As for taxi drivers, you should round up the fare to the nearest dollar. However, if you are on a long journey or the traffic is bad, you should leave a little more.


Despite its small size, Costa Rice has a variety of microclimates, which makes it difficult to typify the weather.

It’s a tropical country so expect rain, especially between May and November.

March through to May are usually the hottest months and the average annual temperature is between 21 ºC and 27 ºC.


As health information can change at any time, we’d advise you to consult your GP at least 12 weeks before departure.

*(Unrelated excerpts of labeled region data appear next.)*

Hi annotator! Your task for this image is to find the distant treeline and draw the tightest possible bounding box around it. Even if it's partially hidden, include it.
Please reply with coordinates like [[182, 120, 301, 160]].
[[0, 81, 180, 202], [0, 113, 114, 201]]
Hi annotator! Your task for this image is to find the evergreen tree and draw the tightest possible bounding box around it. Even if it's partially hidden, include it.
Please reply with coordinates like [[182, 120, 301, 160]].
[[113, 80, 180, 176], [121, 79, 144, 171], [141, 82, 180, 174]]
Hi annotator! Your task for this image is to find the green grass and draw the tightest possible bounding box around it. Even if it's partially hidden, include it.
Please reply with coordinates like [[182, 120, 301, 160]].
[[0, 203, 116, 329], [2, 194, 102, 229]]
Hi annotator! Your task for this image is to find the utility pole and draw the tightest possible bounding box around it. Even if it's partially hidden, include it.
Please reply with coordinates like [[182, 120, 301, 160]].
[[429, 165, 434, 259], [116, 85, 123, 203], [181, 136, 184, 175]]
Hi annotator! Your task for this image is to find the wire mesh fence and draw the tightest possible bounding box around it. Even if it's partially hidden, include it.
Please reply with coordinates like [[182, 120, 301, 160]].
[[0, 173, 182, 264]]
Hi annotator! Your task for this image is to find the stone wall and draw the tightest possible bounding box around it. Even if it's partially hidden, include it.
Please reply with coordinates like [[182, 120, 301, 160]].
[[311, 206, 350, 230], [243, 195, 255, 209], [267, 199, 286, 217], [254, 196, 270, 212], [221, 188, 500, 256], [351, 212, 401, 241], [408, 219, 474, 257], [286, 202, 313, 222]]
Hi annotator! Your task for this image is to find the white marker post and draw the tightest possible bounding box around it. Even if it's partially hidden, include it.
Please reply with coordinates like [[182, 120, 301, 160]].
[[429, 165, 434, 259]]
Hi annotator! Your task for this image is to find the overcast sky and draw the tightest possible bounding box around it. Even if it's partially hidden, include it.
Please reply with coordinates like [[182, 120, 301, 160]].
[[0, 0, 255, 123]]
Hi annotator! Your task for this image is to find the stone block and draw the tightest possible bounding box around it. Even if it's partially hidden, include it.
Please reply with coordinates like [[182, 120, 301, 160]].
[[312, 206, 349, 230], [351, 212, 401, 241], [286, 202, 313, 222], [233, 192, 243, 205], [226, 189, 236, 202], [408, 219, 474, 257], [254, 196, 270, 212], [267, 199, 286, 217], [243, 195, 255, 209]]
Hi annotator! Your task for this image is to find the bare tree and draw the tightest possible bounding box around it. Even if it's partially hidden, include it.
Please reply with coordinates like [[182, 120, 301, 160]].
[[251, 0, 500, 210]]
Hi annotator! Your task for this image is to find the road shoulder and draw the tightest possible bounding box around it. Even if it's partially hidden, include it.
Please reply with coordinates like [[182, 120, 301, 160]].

Country-specific information and advice on possible health risks is also published by the National Travel Health Network and Centre and the Foreign, Commonwealth & Development Office provides important health and safety information for British nationals travelling abroad.

Population and size

The population of Costa Rica is just over four-and-a-half million, which is about the same number as Ireland.

Subject to planning permission, you could fit Costa Rica into the UK five times over.


Smoking is banned in all public spaces, including bars and restaurants.